Effect of visual experience on tubulin synthesis during a critical period of visual cortex development in the hooded rat.

Abstract

In some species, restriction of visual experience in early life may affect normal functional development of visual cortical cells. Visual deprivation was used during post-natal development in the hooded rat to determine the affect on the production of certain brain cell molecular components, e.g., tubulin needed for the growth and maintenance of synapses and neurites. Norwegian black hooded rats were reared under a variety of conditions of visual deprivation. At various stages of development the animals were killed and the rate of synthesis of tubulin in visual and motor cortex determined. Tritiated colchicine was used to assay tubulin and L-[14C]leucine injected into the brain ventricles 2 h before death was used to measure rate of tubulin synthesis. In rats reared in normal light, a marked elevation in visual cortex tubulin synthesis spanned the period from eye-opening (13 days) until approximately 35 days. This elevation in tubulin synthesis was absent in animals reared in darkness from birth or deprived of pattern vision by eyelid suture. The effect of visual deprivation on tubulin synthesis was confined to visual cortex and not found for the motor cortex. The incorporation of L-[14C]leucine into total protein in visual cortex was unaffected by dark rearing.

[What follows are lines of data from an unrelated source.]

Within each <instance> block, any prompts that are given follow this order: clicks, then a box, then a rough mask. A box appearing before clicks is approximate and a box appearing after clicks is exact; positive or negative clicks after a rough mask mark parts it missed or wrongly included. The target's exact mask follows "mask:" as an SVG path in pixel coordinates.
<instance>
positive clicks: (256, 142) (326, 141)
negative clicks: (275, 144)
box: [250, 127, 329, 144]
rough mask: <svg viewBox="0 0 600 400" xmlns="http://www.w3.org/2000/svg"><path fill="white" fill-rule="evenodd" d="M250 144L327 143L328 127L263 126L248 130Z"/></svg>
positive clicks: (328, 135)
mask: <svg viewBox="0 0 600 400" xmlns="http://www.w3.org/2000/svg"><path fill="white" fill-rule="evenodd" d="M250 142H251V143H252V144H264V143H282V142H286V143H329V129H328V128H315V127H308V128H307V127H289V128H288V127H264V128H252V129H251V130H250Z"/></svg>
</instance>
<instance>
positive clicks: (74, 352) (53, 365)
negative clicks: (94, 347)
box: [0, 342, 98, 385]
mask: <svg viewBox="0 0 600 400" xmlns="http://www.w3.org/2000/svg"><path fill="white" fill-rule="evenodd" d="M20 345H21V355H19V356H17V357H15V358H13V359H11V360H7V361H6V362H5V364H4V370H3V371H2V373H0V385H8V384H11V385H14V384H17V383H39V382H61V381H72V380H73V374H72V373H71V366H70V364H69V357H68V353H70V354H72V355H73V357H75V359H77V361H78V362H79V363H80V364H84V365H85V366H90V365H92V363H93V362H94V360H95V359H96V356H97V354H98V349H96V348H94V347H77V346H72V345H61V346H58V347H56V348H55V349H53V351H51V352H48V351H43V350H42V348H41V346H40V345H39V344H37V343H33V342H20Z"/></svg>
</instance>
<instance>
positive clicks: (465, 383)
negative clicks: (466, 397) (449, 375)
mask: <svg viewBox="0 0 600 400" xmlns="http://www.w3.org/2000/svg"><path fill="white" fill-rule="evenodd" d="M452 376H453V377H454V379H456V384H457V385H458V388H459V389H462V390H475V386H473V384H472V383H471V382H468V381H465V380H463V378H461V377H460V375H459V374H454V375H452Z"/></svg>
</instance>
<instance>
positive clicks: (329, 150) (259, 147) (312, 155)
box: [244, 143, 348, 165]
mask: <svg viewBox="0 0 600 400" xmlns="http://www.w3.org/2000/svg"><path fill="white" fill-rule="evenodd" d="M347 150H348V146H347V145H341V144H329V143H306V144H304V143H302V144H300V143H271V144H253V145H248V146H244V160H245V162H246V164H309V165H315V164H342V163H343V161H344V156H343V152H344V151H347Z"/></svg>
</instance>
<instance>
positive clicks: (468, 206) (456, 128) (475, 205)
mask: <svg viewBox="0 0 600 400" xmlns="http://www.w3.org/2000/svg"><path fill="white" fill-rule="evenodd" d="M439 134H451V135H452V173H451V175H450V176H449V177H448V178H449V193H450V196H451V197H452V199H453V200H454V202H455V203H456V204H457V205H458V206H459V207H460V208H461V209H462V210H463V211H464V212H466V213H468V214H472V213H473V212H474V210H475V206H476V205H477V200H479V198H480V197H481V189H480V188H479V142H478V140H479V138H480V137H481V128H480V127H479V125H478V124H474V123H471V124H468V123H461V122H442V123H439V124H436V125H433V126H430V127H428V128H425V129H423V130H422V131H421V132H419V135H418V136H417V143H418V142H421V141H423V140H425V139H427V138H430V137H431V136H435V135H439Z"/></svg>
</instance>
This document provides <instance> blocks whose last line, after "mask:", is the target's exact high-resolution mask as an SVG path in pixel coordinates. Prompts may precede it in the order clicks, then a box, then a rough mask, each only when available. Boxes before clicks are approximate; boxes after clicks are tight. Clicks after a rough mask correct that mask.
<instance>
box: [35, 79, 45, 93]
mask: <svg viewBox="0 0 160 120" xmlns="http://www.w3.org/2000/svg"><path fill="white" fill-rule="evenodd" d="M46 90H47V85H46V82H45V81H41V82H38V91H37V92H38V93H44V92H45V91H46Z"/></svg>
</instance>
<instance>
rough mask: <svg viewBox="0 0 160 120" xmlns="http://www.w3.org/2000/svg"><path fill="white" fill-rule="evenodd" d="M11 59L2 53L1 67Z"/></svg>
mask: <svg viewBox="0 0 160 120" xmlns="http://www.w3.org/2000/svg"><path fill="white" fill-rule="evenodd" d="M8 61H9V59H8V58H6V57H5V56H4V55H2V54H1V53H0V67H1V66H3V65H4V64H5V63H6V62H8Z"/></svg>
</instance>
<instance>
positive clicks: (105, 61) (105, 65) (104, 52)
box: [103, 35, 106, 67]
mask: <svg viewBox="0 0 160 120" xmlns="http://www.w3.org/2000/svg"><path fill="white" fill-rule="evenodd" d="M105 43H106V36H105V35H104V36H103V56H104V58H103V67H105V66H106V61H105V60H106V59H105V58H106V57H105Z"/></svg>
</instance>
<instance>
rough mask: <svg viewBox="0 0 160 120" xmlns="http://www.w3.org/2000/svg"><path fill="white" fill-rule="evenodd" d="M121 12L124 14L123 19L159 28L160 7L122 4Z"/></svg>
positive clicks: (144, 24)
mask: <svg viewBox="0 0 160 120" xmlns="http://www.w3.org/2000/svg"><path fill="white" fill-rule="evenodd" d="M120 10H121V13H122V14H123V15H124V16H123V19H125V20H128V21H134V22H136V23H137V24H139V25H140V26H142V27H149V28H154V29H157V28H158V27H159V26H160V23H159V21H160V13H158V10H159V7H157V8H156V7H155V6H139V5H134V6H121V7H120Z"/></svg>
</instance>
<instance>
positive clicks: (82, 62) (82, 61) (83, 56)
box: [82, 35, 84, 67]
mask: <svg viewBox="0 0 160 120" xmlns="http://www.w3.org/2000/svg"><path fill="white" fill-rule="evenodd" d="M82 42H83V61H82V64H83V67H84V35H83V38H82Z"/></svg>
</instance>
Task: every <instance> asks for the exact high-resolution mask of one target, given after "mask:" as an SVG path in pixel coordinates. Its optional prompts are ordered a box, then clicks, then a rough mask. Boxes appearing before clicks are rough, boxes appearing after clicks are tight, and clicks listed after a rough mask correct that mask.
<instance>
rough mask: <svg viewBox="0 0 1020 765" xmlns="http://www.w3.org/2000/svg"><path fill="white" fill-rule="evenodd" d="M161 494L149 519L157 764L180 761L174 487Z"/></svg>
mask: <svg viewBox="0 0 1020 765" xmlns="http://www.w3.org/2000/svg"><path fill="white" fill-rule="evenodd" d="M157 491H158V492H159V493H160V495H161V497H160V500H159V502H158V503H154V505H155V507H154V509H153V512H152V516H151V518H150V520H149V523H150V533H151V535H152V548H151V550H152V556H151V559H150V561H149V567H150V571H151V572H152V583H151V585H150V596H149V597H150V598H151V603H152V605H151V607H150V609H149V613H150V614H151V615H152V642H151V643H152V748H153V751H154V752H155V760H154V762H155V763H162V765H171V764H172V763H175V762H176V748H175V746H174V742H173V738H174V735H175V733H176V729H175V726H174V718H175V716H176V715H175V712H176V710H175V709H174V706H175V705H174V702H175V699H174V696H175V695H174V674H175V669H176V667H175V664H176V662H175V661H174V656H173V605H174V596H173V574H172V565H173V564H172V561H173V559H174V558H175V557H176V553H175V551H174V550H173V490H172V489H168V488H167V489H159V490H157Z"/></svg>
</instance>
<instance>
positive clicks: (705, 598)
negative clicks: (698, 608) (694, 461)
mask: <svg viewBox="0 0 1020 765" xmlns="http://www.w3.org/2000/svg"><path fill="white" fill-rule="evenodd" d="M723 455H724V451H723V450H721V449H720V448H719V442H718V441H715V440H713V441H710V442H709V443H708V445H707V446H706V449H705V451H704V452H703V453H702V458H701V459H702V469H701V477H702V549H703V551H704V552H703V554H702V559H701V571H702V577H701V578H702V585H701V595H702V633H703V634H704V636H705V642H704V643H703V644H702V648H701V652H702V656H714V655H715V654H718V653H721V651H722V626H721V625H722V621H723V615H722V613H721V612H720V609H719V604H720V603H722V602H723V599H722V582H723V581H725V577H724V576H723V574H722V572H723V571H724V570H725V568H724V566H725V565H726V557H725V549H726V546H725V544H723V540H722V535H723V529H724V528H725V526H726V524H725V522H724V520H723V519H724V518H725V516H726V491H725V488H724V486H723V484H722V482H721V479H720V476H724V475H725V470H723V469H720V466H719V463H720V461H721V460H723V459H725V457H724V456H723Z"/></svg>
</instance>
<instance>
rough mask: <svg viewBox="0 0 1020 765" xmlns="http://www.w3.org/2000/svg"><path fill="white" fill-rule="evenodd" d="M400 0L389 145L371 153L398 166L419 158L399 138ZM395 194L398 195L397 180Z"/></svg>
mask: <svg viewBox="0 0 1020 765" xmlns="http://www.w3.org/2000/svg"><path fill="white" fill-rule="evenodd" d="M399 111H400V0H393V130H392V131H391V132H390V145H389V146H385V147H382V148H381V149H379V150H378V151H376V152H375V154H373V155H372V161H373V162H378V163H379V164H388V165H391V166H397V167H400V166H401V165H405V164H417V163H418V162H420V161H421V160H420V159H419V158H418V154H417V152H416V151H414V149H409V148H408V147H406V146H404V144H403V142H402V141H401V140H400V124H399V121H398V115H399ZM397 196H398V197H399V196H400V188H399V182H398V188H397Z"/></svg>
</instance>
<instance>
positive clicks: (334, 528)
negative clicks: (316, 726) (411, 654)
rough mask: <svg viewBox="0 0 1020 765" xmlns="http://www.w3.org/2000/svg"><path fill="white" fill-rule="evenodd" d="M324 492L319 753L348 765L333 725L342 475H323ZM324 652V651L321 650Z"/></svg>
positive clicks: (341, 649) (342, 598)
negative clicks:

Stimulation of tubulin synthesis by visual experience in rat visual cortex was not from a general non-specific stimulation of protein synthesis. Rats dark-reared from birth and exposed to a lighted environment for 24 h during a critical period extending from eye-opening (13 days) until approximately 35 days, displayed a significant increase in visual cortex tubulin synthesis compared to control animals kept continuously in darkness. Rats brought into the light later than 35 days showed no significant increase in tubulin synthesis when compared with dark-reared controls. The number of synapses and cytoplasmic processes a developing cell can maintain apparently depends on the size of the tubulin pool available to that cell. Tubulin in brain only has a half-life of about 4 days, so when the level of tubulin drops, competition may result between different synapses for the limited supply of tubulin needed for their maintenance, contributing to the structural plasticity of the visual cortex during the critical period.